直前に迫ったトリノ冬季五輪でメダル獲得が期待されるスノーボード・ハーフパイプ(HP)の日本代表が7日、バルドネッキアの五輪会場で公式練習を行った。兄妹同時のメダル獲得を狙う成田童夢(20)=キスマーク、今井メロ(18)=ロシニョールディナスターク=らが感触を確かめた。試合会場は昨年2月のワールドカップ(W杯)で兄妹初の同時表彰台を実現させた縁起のいい舞台。会場のパイプはそのときより距離が伸び、スタミナも勝負を分ける要素となる。

1年前の興奮がよみがえる。昨年2月10日、成田兄妹(メロの姓は当時)がW杯で初めて同時の表彰台に立ったバルドネッキアで、初の公開練習。本番を意識して、童夢は果敢にパイプを攻めた。

「気合が入りすぎて、硬くなった。でも、今のところ調子はいい」

初練習から手応えは十分だ。同W杯では、右ひざ痛を抱えながら3位。「けがをしていても3位をとれた場所。ボクにとってゲンのいい場所」と気をよくしている。

トリノ五輪でメダル獲得が期待されるスノーボード・HP陣。今回の五輪コースは、昨年のW杯から大きくモデルチェンジした。
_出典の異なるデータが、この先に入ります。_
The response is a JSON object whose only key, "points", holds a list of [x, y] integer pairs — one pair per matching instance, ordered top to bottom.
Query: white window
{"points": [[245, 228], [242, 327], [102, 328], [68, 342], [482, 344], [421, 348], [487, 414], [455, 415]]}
イタリア代表チームのコーチ経験もあるHP責任者ロベルト・モレジ氏(31)が設計し、全長が20メートル長くなり、150メートルに伸びているのだ。ビッグサイズ設計で「スーパーパイプ」と呼ばれ、パイプを半分に切った形状の溝は全長約150メートル、横幅約18メートル、壁の高さは5・5メートル。テスト大会を兼ねた昨年2月のW杯で、選手から「エアの技が多くできない」とクレームが出たため、滑走距離が伸ばされた。同氏は「これで6〜8回の技は決められる。興奮のエア勝負が見られそう」と得意顔。

童夢は昨年との違いを痛感した。「昨年よりも長いから、トリック(エアの技)は6発か、7発くらい入れないといけない」。さらに、約20メートルのコース延長は演技でのスタミナも要求され、どう影響するかは未知数な部分もある。

8日も公式練習が行われる予定で、米国、フィンランドなど強豪のエアを偵察しつつ、自らのエア構成を決める。童夢はcほかの誰よりも目立ち、自分しかできないエアを決めたい」。初の夢舞台。メロとともに今度は五輪の表彰台に立つ。